Myrrh Essential Oil

Myrrh Essential Oil

Myrrh belongs to the oldest preparations known to humankind. It is said that Hippocrates already used Myrrh. The first entries go back to the Middle Ages, where Myrrh Oil was used for an ailment we know today as inflammatory bowel disease.
Myrrh consists of a rubber-like resin which is hardened in the air. The raisin is obtained from different types of Myrrh trees by cutting the trunks and branches.

The resin of the Myrrh Oil

The Myrrh tree has its origins in East Africa (Ethiopia and Somalia), Yemen, and Libya. The precious resin has been in great demand since ancient times.

In Egypt, the resin was used to embalm the dead. The Hebrews appreciated its fragrance and used it for its positive effect on the psyche. The Babylonians used the resin to produce perfumes and beauty ointments to alleviate inflamed and festering wounds. Myrrh essential oil is also used as a beauty treatment for wrinkles and lines.

Myrrh Oil: mythology, customs, and traditional uses

Myrrh has a long tradition in the history of humanity. The “tears of the myrrh tree” were used for incense as part of the Egyptian sun cult. Myrrh oil was also used for embalming the dead.
Biblical Gifts: Myrrh has an important place in the Bible. The story tells that the Three Wise Men from the Orient, the Magi, brought three gifts to the newborn baby Jesus. Those gifts were Frankincense, Gold, and Myrrh. At this time, those three items were valuable gifts that symbolized respect and appreciation.

Myrrh Oil today

The resin distilled to the essential oil is used today on the one hand as a base note in the perfume industry and herbal medicine on the other. It has invigorating properties and is highly valued for the care in the mouth, throat, or neck. Because of its disinfecting effect on the mouth and throat, Myrrh is often used in holistic dentistry.
In the recent past, Myrrh was professionally researched. Those studies looked at its effects on strengthening the intestinal barrier (Berliner Charité, 2013) and alleviating intestinal cramps (Uni Leipzig, 2012). With this acknowledgment, Myrrh caught the interest of the broader public. Today Myrrh (often ready-made combined with other medicinal plants) is also being researched on chronic inflammatory bowel diseases (study Kliniken Essen-Mitte).

Effect on the psyche

Myrrh oil facilitates meditation and supports the connection to the spiritual world. It has a cleansing effect, relaxes, and calms the psyche and soul. Therefore, it is widely used for meditation.

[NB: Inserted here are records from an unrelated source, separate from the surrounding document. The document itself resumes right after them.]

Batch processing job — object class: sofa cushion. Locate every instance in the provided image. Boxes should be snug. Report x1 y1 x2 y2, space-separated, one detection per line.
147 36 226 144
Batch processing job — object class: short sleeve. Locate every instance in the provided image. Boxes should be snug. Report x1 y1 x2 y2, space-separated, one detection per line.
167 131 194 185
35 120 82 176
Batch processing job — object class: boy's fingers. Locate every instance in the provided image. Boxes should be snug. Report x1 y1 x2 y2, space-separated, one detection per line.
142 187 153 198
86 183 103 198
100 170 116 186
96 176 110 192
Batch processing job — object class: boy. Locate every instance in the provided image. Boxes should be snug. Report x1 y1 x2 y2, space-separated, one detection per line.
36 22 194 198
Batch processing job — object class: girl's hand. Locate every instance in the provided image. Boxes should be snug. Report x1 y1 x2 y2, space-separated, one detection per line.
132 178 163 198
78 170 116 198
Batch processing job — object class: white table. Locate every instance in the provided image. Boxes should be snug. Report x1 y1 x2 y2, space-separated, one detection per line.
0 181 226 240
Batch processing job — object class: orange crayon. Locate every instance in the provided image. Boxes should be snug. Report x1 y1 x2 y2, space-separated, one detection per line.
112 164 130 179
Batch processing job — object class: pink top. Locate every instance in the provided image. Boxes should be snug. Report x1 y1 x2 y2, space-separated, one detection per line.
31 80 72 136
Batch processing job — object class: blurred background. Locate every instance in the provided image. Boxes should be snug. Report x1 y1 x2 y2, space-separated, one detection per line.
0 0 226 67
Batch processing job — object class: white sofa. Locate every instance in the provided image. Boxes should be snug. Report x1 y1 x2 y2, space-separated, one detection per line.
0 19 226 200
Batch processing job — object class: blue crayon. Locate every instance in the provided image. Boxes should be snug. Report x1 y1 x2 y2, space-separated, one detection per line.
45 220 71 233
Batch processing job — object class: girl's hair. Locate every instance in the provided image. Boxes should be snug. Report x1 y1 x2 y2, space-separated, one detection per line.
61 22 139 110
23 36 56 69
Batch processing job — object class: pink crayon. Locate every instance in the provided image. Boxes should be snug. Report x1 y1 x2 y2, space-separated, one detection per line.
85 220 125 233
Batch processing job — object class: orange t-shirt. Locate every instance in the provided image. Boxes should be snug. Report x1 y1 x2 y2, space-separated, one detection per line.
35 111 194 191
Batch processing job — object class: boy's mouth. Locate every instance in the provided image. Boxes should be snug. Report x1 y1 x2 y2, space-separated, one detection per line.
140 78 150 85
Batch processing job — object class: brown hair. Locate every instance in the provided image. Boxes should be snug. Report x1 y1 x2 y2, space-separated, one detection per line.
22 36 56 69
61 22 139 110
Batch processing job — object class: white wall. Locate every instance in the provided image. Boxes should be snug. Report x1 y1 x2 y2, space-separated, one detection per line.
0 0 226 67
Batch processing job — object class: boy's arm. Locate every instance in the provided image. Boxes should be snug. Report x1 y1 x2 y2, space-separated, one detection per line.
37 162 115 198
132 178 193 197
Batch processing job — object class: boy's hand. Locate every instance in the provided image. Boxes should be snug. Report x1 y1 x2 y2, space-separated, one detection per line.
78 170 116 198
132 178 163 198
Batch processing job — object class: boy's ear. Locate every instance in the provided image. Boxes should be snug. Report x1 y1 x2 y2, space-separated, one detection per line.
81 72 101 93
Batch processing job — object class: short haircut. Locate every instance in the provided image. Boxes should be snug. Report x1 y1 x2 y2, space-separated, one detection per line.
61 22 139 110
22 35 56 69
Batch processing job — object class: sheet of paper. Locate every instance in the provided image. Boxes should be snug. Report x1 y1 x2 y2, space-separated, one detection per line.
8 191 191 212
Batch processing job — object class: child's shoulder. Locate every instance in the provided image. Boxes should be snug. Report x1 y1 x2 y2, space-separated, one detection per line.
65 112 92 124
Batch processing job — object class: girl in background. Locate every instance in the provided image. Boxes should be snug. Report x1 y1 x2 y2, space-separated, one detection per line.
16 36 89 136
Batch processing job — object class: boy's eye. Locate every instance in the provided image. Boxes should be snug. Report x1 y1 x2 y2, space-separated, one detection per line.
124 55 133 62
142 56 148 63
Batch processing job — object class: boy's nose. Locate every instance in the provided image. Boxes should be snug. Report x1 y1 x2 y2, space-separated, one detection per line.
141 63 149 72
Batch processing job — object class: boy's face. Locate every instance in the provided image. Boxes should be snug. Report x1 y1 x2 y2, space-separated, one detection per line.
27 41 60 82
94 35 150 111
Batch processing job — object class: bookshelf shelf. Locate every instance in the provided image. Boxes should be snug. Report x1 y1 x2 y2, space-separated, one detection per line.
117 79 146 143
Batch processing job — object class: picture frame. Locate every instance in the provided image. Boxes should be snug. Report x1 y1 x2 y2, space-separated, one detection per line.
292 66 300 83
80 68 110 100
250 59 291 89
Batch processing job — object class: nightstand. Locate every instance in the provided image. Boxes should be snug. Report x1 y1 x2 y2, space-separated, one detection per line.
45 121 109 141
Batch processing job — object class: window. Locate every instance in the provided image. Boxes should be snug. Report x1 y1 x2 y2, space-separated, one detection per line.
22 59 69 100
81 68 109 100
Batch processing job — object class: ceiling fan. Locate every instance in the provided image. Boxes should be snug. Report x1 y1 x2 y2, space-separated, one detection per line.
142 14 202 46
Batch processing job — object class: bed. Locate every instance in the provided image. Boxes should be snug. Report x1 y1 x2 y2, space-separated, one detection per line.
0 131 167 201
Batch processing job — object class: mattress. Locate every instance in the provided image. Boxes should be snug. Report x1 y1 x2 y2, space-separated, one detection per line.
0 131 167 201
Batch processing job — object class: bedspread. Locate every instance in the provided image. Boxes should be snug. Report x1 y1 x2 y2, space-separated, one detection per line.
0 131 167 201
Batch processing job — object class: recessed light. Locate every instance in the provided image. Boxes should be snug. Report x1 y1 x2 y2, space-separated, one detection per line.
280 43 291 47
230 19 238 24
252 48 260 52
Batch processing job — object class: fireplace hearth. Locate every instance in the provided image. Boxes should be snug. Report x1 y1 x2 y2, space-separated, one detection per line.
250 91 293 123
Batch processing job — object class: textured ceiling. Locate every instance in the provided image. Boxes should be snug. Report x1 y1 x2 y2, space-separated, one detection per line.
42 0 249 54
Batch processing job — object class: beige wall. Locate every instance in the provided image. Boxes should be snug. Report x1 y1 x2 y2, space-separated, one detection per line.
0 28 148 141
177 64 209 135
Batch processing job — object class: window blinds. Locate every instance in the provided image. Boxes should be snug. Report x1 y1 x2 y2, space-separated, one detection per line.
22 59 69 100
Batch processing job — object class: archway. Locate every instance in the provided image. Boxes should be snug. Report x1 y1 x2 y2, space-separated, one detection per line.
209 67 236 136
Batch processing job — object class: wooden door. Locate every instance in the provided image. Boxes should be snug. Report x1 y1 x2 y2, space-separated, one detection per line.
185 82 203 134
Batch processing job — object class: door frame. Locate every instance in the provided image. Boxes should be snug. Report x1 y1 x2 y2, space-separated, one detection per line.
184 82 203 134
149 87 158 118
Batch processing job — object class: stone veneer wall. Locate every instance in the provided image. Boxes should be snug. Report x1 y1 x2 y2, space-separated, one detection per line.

More applications where the Myrrh Oil might prove helpful

Properties of the essential oil of Myrrh:
Anti-infective
Antibacterial
Analgesic and
Anti-inflammatory.

Because of its disinfecting and tissue regeneration stimulating properties, Myrrh might be helpful in cases of broken skin and may regulate the hormonal system.
Organic myrrh essential oil is used for viral infections, bronchitis, and coughing with sputum. Myrrh is well tolerated by sensitive and mature skin. It is used in various forms of skincare, prevention of pressure sores, boils, cracked skin, and small wounds. A few drops of this oil are sufficient to stabilize the nervous system, relieve psychological discomfort, stimulate creativity, and promote the mind’s development.